Although alternative timelines for underwriting in a 363 Sale process may be available, it seems most practical that the underwriting process likely would begin upon a Stalking Horse being selected by the Debtor.  At that point, the underwriter could be engaged on a pre-exclusive basis to underwrite the transaction as the Debtor and Stalking Horse prepare for the bankruptcy auction.  This would allow for the parties to be ready to bind coverage in conjunction with the execution of the Transaction Agreement at the conclusion of the bankruptcy auction.

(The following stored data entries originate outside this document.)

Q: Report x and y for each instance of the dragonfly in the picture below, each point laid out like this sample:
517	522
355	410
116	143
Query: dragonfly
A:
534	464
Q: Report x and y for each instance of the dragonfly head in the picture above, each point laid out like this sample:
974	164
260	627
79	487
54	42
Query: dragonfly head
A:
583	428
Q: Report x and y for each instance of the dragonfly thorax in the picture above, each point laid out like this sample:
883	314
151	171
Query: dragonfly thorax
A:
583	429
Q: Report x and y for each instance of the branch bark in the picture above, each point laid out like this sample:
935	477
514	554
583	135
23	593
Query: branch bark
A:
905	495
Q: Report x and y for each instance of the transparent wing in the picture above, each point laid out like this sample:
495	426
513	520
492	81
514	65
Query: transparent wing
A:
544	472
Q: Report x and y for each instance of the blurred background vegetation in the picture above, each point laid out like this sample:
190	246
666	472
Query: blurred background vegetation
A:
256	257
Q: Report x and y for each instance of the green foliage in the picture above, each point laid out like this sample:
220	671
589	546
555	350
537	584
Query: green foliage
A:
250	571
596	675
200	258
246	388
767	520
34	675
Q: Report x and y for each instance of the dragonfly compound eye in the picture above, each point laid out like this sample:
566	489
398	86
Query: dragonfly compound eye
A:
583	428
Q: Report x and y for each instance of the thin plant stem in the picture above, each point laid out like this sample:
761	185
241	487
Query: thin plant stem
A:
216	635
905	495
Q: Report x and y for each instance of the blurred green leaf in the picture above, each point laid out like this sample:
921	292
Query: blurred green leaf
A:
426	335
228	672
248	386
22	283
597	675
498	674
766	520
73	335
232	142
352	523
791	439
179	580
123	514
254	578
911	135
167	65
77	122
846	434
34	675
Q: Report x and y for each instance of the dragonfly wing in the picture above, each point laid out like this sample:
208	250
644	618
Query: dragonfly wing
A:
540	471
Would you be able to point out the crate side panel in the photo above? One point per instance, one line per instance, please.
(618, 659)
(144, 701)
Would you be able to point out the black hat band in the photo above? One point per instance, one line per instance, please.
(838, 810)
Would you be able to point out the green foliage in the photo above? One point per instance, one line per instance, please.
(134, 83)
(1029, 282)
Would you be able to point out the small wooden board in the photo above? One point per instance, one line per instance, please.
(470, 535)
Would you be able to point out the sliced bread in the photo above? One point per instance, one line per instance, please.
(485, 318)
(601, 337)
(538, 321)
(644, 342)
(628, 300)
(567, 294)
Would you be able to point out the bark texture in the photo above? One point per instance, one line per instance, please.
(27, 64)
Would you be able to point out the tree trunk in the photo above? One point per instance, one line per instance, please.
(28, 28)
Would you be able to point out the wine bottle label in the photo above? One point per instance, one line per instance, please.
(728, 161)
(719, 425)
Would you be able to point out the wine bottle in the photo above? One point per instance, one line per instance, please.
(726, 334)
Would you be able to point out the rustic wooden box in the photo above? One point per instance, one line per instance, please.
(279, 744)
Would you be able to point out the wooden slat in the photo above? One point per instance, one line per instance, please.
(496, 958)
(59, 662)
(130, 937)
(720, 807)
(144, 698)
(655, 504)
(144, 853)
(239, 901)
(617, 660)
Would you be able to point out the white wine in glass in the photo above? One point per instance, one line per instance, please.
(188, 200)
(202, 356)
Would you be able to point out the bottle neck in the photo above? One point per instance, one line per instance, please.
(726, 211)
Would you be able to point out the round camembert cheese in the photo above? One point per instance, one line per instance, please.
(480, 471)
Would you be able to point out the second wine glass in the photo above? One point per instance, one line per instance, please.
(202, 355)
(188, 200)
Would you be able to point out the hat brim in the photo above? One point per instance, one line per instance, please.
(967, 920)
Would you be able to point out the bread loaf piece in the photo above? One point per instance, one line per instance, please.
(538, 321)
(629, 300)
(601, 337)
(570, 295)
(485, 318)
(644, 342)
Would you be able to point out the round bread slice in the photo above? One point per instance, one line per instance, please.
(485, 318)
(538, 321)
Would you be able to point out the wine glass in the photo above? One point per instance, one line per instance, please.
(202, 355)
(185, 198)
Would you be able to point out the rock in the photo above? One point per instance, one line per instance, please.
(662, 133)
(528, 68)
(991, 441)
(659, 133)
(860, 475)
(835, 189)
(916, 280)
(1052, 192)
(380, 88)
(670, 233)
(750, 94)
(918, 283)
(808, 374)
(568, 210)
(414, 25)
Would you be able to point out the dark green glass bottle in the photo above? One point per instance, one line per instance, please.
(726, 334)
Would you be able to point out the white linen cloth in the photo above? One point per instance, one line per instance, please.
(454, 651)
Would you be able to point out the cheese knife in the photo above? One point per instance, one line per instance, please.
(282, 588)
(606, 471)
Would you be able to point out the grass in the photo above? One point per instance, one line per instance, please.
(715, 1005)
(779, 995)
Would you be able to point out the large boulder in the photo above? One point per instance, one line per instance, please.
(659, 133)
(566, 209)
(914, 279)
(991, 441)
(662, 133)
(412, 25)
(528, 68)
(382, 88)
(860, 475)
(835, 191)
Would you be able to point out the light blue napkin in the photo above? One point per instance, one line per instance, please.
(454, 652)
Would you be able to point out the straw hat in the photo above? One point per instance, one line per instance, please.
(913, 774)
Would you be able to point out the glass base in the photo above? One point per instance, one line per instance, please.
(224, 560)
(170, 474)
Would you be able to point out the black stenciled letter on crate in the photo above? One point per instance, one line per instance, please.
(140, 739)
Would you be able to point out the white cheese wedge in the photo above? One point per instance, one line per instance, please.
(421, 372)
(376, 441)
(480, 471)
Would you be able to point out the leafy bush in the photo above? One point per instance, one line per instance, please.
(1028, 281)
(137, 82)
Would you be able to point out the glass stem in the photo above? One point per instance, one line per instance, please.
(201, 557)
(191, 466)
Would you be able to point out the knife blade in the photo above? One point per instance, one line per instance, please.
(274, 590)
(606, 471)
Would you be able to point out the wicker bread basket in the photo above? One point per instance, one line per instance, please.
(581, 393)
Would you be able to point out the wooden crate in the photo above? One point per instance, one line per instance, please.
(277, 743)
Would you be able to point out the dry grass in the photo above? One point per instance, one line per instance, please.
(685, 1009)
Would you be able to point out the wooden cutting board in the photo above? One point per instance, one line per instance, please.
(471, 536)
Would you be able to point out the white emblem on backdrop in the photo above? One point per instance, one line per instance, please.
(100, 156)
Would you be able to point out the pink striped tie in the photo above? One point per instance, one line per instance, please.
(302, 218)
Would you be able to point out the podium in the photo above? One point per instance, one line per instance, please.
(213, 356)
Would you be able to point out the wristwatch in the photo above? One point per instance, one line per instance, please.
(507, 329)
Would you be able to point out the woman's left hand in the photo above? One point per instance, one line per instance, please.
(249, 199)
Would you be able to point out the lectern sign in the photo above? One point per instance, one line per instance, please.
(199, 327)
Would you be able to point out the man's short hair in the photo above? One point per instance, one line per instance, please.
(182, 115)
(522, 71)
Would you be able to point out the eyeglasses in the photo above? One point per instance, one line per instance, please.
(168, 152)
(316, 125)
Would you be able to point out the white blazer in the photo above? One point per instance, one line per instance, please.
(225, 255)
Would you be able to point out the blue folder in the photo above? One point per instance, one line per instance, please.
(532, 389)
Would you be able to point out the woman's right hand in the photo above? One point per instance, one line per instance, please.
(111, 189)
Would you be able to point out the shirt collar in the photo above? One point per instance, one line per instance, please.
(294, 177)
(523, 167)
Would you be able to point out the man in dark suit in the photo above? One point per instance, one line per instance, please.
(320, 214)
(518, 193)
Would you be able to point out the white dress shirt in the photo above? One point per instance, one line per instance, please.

Although the Bankruptcy Court’s ruling would ultimately preside, we would expect that the Stalking Horse’s pre-exclusivity fee would be reimbursed as part of its break-up fee in the event the Stalking Horse were is not selected as the winning bidder in the bankruptcy auction.

Coverage

Although the coverage offered in a R&W Policy for in a 363 Sale would closely resemble that of a R&W Policy for a non-bankruptcy sale, Buyers should expect potential increases in underwriting fees, premium or retention (which likely would be borne entirely by the Buyer) to address potential complications in underwriting associated with the bankruptcy process and to account for the Insurers lack of subrogation rights (similar to the Buyer’s lack of recourse in a traditional 363 Sale).